Мы молча уставились на нее.
– Сказала: «Лучше бы вы дали мне умереть!» – Элла достала платок и промокнула слезы. – Мы с ног сбились, собрали лучших нейрохирургов… Мы сутками от палаты не отходили! А она говорит: «Не нужна мне такая жизнь, возьмите ее себе». Что делать, что делать?

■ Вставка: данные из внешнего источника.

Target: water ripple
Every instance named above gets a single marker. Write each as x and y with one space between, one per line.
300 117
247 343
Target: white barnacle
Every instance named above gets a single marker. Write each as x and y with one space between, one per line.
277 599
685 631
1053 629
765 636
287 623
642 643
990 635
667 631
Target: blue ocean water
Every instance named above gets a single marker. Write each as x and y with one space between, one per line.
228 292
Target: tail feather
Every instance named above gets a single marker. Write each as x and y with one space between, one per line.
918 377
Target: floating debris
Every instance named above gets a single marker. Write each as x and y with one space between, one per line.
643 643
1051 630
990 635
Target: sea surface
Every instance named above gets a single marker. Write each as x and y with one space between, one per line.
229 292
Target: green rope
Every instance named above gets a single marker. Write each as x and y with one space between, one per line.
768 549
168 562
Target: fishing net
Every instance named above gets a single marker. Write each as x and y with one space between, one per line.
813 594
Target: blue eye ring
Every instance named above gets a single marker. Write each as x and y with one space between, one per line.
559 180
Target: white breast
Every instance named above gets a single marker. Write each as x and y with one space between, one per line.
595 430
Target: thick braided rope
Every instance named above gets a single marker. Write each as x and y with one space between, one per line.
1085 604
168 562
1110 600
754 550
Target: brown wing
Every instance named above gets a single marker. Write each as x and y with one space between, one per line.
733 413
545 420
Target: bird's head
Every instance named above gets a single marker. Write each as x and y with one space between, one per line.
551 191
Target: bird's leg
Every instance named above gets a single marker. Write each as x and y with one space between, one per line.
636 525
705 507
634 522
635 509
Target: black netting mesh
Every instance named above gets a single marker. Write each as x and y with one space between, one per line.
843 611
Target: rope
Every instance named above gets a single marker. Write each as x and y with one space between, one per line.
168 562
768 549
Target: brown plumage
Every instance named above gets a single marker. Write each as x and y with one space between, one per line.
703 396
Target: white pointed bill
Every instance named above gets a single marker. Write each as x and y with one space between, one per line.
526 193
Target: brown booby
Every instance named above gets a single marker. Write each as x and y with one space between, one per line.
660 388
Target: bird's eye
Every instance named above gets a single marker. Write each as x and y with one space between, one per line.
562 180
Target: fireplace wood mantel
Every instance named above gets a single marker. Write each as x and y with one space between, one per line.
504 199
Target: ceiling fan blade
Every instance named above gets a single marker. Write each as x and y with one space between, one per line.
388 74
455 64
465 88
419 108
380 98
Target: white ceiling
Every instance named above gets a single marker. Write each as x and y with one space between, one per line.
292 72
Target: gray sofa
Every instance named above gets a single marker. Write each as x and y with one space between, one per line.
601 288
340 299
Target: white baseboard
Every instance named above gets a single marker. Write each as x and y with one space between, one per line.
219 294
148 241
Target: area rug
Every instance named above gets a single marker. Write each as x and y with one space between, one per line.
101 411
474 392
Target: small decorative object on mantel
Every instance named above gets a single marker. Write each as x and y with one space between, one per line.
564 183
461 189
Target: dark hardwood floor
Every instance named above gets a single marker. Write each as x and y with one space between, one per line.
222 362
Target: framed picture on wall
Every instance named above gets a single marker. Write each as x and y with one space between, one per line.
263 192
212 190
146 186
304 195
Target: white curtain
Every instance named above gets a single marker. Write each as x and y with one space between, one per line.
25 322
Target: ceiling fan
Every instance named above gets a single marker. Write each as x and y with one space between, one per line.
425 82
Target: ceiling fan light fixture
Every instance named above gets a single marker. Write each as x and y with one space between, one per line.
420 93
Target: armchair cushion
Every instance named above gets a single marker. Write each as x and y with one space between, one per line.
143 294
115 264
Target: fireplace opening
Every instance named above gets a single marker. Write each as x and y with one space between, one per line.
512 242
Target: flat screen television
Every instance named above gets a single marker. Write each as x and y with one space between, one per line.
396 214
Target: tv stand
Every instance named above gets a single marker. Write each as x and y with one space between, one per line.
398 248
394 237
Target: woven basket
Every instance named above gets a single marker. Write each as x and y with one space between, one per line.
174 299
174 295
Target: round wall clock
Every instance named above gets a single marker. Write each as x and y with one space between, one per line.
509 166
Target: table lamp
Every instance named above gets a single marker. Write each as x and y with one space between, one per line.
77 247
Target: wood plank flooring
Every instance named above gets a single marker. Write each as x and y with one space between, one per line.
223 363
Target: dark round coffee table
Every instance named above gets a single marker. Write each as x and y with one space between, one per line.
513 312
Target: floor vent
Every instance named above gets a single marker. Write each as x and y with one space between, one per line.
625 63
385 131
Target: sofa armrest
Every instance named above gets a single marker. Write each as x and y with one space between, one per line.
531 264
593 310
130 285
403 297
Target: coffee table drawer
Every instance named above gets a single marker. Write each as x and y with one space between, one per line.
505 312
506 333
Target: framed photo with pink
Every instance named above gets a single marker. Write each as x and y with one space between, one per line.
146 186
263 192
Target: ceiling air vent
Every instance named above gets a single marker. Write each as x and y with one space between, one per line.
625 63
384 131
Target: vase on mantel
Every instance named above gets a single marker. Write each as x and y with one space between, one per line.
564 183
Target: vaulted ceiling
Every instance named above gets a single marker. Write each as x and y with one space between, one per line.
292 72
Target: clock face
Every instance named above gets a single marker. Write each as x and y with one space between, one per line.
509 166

Мы не знали, что делать. И что лучше – умереть, если не можешь активно жить, или перебороть себя и научиться жить вот так, как предстоит Нике?
В моем кармане запел телефон. Женя. Я сбросила. Женя звонил снова и снова. Я вышла в столовую, чтобы сказать ему пару слов.
– Не звони мне больше, – не здороваясь, попросила я. – Никогда.
– Нам срочно нужно встретиться, – сказал он. – Это касается твоей подруги.
– Какой подруги? – начала я злиться. – Ксении?
– Ей грозят большие неприятности, – продолжал Женя. – Но если тебе все равно…
– Мне не все равно! – рявкнула я в трубку. – Но разбирайся с ней сам. И оставь меня в покое!
Я хотела сразу поставить в известность подругу, но она ворковала по телефону со своим «птенчиком».
– Мишутка, – с придыханием шептала она в трубку, – ты покушал?